La Campagne de Tunisie

(Sources : Mémorial Maréchal Leclerc de hauteclocque, Musée Jean Moulin, Mairie de Paris)

La campagne de Tunisie

La guerre s'étend en Afrique du Nord avec le débarquement américain et l'arrivée des renforts allemands en Tunisie avec l'accord de Vichy. L'armée française d'Afrique, après s'être opposée temporairement (1825 morts) aux Anglo-Américains, combat à leurs côtés contre les troupes de l'Axe en Tunisie. Après l'invasion de la zone sud, de nombreux officiers de l'armée d'armistice rejoignent les Alliés pour reprendre la lutte. A l'issue de la conquête des oasis du Fezzan, Leclerc convainc le général Montgomery le 26 janvier 1943, de l'engager en Tunisie pour créer un second front contre les forces germano-italiennes. La participation des Forces françaises combattantes sur ce théâtre d'opérations est importante pour le général de Gaulle, tenu à l'écart des négociations politiques d'Alger par les Alliés. Le chef de la France Libre a donné l'ordre, dès le 17 janvier 1943, au général de Larminat, commandant ces forces pour " qu'elles participent dans la plus large mesure possible, à la bataille aux côtés de la 8e armée britannique ". La colonne volante du colonel Rémy et trois compagnies de chars, du génie et de transmission, renforcent la colonne Leclerc. Rééquipée par les Anglais, elle s'enrichit d'une centaine d'officiers grecs de l'Escadron sacré du colonel Gigantès et prend le nom de Force L . Montgomery confie à Leclerc la couverture du flanc gauche de sa 8e armée le long de la ligne Mareth, ligne de fortification du sud-tunisien. La Force L pénètre en Tunisie, le 20 février 1943. Le 10 mars, à Ksar Rhilane, elle se heurte au groupement de reconnaissance allemand de la 90e panzerdivision chargée d'empêcher la 8e armée de déborder la ligne Mareth. La Force L arrête l'ennemi, tient fermement la position avec l'aide de la Royal Air Force malgré des moyens peu adaptés au combat contre des blindés.
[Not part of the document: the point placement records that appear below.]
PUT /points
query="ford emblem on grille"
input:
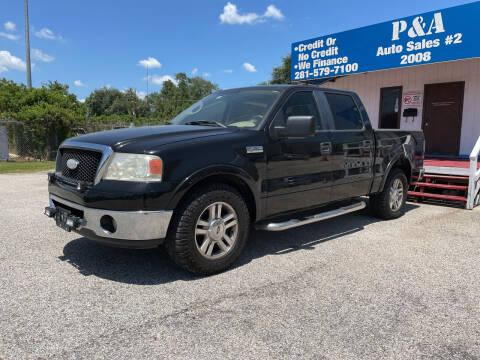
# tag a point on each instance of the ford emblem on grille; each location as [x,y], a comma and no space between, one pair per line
[72,164]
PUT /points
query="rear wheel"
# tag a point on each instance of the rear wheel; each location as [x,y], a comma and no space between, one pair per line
[209,230]
[390,203]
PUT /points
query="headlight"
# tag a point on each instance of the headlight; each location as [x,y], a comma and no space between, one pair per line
[134,167]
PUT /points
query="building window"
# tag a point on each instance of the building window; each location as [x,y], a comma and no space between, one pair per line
[390,107]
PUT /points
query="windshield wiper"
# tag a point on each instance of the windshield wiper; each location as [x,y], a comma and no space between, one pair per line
[204,122]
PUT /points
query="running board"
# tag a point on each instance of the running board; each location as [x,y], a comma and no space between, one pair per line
[311,219]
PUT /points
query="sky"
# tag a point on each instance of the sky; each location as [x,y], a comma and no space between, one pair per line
[91,44]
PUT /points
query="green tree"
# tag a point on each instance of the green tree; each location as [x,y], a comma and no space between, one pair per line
[48,113]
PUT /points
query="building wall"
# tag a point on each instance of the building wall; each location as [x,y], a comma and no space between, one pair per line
[413,79]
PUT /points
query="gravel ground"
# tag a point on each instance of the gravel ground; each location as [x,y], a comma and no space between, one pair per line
[346,288]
Montgomery gratifie les Français d'un " Well done ! " " bien joué " La Force L facilite ensuite la prise de Gabès, le 29 mars, puis certains de ces éléments s'emparent avec beaucoup de difficultés du Djebel Garci, au nord de Kairouan, le 20 avril. Le 10 mai, un détachement entre à Tunis avec la 8e armée britannique. La célébration de la victoire à Tunis le 20 mai, souligne toutefois les antagonismes existant entre l'armée d'Afrique et les Forces françaises libres qui défilent séparément. Surmontant ces divergences, Leclerc réussit à adjoindre des unités de l'armée d'Afrique aux Forces françaises libres pour former la 2e Division blindée.